Longe de mim defender Lasse Hallström, o diretor de dois xaropes cinematográficos intragáveis ( Chocolate , de 2000, e O Poder do Amor , de 1995), da crítica dos colegas, que o acusam de ter se transformado num “velho sentimentalóide”, amante de temas “familiares e piegas”. Apenas acho que Chegadas e Partidas merece um olhar mais cuidadoso, menos veloz. Com ele, Hallström volta aos temas que lhe são caros: a família; a infância massacrada; o ambiente gelado X o calor humano. Este filme é outra prova de que o diretor sueco conhece profundamente a família e os seres marginalizados por ela ou fora dela. Senão, vejamos: Quoyle (Kevin Spacey) é vítima de um pai boçal, o que o transforma num ser emocionalmente alienado. Depois de um relacionamento fracassado e com uma filha para criar, Quoyle embarca para a ilha onde viveram seus ancestrais: Newfoundland, no Canadá. E é neste pedaço de gelo disfarçado de cidade que ele descobre quem é e do que é capaz.
O enredo não é novo muitos quiseram sair do cinema ao perceber que se tratava de uma trajetória de redescoberta pessoal com toques esotéricos mas há detalhes que valem a visita. Baseado num romance de E. Annie Proulx vencedor do prêmio Pulitzer, a história tem um universo semelhante aos que Hallström retratou com Minha Vida de Cachorro e Gilbert Grape Aprendiz de Sonhador : são personagens inadaptados e talhados para o fracasso, tentando sobreviver num ambiente inóspito. E Cate Blanchett e Kevin Spacey dão um banho de interpretação com seus tipos subhumanos. Não há um olhar na atriz que não denuncie todas as intenções de Petal, a esposa oportunista e vagabunda. Spacey, ao contrário, conseguiu fazer de Quoyle um nulo. Ele não reage a nada, nem uma palavra que ele diga tem qualquer tom. Judi Dench como a tia de Quoyle e Rhys Ifans, como o amigo super boa praça, também se destacam. Parte deste elenco mais figuras como Julianne Moore e Scott Glenn tentam a vida num estranho cenário (que existe de verdade e foi pesquisado para o romance) onde o prato mais saboroso é torta de bigodes de foca.
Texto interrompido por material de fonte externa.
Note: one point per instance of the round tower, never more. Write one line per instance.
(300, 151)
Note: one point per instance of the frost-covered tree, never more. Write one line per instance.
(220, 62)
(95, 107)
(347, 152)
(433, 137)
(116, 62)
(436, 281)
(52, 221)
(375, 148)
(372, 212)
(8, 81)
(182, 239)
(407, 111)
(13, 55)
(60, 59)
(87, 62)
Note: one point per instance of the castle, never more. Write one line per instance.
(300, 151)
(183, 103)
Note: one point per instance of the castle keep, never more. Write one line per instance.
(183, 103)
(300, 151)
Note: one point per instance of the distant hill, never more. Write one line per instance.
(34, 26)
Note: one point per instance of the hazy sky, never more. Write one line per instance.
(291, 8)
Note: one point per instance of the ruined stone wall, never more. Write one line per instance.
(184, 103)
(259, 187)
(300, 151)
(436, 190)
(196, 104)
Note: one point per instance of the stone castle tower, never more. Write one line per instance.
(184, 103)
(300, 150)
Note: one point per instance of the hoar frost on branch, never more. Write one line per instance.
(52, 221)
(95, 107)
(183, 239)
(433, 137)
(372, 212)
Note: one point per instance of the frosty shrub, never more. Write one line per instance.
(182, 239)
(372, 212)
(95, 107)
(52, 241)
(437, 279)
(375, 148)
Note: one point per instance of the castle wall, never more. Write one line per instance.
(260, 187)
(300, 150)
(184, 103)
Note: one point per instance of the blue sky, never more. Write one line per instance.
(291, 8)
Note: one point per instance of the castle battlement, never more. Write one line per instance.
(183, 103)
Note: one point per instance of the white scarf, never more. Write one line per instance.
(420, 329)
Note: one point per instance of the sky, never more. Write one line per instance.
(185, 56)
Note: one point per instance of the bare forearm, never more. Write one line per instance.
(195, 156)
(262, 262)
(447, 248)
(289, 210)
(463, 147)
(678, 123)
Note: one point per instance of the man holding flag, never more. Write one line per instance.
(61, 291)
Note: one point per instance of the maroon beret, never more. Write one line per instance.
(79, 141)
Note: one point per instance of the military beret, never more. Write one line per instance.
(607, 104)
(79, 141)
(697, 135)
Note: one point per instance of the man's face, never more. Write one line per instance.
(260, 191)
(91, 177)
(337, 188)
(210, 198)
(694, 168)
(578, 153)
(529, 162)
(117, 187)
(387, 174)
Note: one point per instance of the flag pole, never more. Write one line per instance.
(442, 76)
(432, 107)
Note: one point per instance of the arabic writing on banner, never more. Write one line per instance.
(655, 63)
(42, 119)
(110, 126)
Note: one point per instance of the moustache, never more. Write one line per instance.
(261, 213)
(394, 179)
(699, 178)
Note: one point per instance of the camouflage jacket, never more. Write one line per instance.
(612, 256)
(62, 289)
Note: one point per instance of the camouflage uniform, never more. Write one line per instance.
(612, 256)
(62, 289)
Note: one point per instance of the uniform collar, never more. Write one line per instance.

Mas apesar de ter retornado aos elementos que domina, o diretor envelheceu e os personagens já não são tão ácidos e inusitados como os de Minha Vida de Cachorro e Gilbert Grape . Os diálogos do roteirista Robert Jacobs são os maiores responsáveis por isto. Eles resvalam na açucarada fórmula do amor e chocolate, formulando mensagens do tipo “você deve seguir seu destino” e “onde você nasceu é o seu lar”. Lasse Hallström tem que mudar de roteirista e produtores. Ou será que é ele que quer mais bilheteria e uma aposentadoria mais próspera? Talvez isto nem só a idade consiga explicar.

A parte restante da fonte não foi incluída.